For step one, Mung introduces the "no-fruit" (based on tofu) to Chowder. Once a leaf is pulled off, the no-fruit cycles through various types of fruit, and by hitting it at just the right moment, a chef can bring forth the desired fruit. As Mung, Chowder, and Shnitzel tries to turn no-fruits into apples, Chowder excessively hits an already-altered no-fruit, which leads to its transformation into a violent critter that proceeds to attack Shnitzel. For step two, Mung gives to Chowder the meat from a twelve-legged cave frog. Chowder accidentally places the meat into a chipper machine before removing the explosive stink sac; once the sac comes out, Chowder tries to taste it, only for it to start beeping. Chowder throws it away, with the sac landing on Shnitzel and exploding into pungent gas. After 67 steps, the final step involves a thumb wrestling match with the dish. Meanwhile, the customer has arrived to retrieve his order.
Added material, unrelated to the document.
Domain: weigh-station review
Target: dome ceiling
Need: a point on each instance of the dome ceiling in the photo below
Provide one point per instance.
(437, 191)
The dish proves too difficult for Mung to defeat, so he tags in Chowder. Overwhelmed, Chowder panics and runs away until Mung reminds him that a chef must always taste a dish before serving it. Encouraged, Chowder regains his confidence and takes a bite, which defeats the dish. However, he quickly becomes overindulgent and tries to eat the entire thing. Despite this, the dish manages to carry itself to the customer while Mung holds Chowder back. After the customer leaves satisfied, Mung and Truffles celebrate their success—only for Chowder to consume the entire screen and exit.

==Release==
"The Froggy Apple Crumple Thumpkin" originally aired on Cartoon Network in the United States on November 2, 2007.

The episode was first released on DVD in the "Chowder: Vol. 1" set on November 4, 2008.

==Critical response==
The episode, alongside other early Chowder episodes, received mixed reviews from critics.

Mike Hale of The New York Times gave Chowders first two episodes (four segments), which includes "The Froggy Apple Crumple Thumpkin", a negative review. Though he recognized that the episodes has some "nice flourishes" such as artistic images of real food reminiscent of Giuseppe Arcimboldo paintings and the fourth wall-breaking gag involving Shnitzel shaking the screen to remove a mess, he wrote that "it's no 'SpongeBob.' The writing lacks bite and resonance; instead of possessing antic charm, it's merely antic." Hale also expressed concern towards the allotting large portions of time to "vomit, spit and gas", and criticized the show overall as simply bland.

Paul Pritchard of DVD Verdict, in reviewing ten early segments of the series' on the "Chowder: Vol. 1" DVD set, also shared the sentiment that the show is generally inferior to SpongeBob, with Greenblatt's connection to the latter series "prov[ing] to be both a blessing and a curse for Greenblatt's labor of love." However, he realized that upon rewatching the ten episodes, the characters were what made Chowder engaging, with the title character of Chowder being "instantly likeable". Pritchard concluded that the show in itself is fun, even if at this early stage is "still finding its feet". Jeffrey Kauffman of DVD Talk also reviewed Chowders volume one set, giving it three out of five stars and stating that "While there are some laugh out loud moments with some creative ideas [...], there's still a bit of rampant noisiness here [...] in the place of well developed comedy."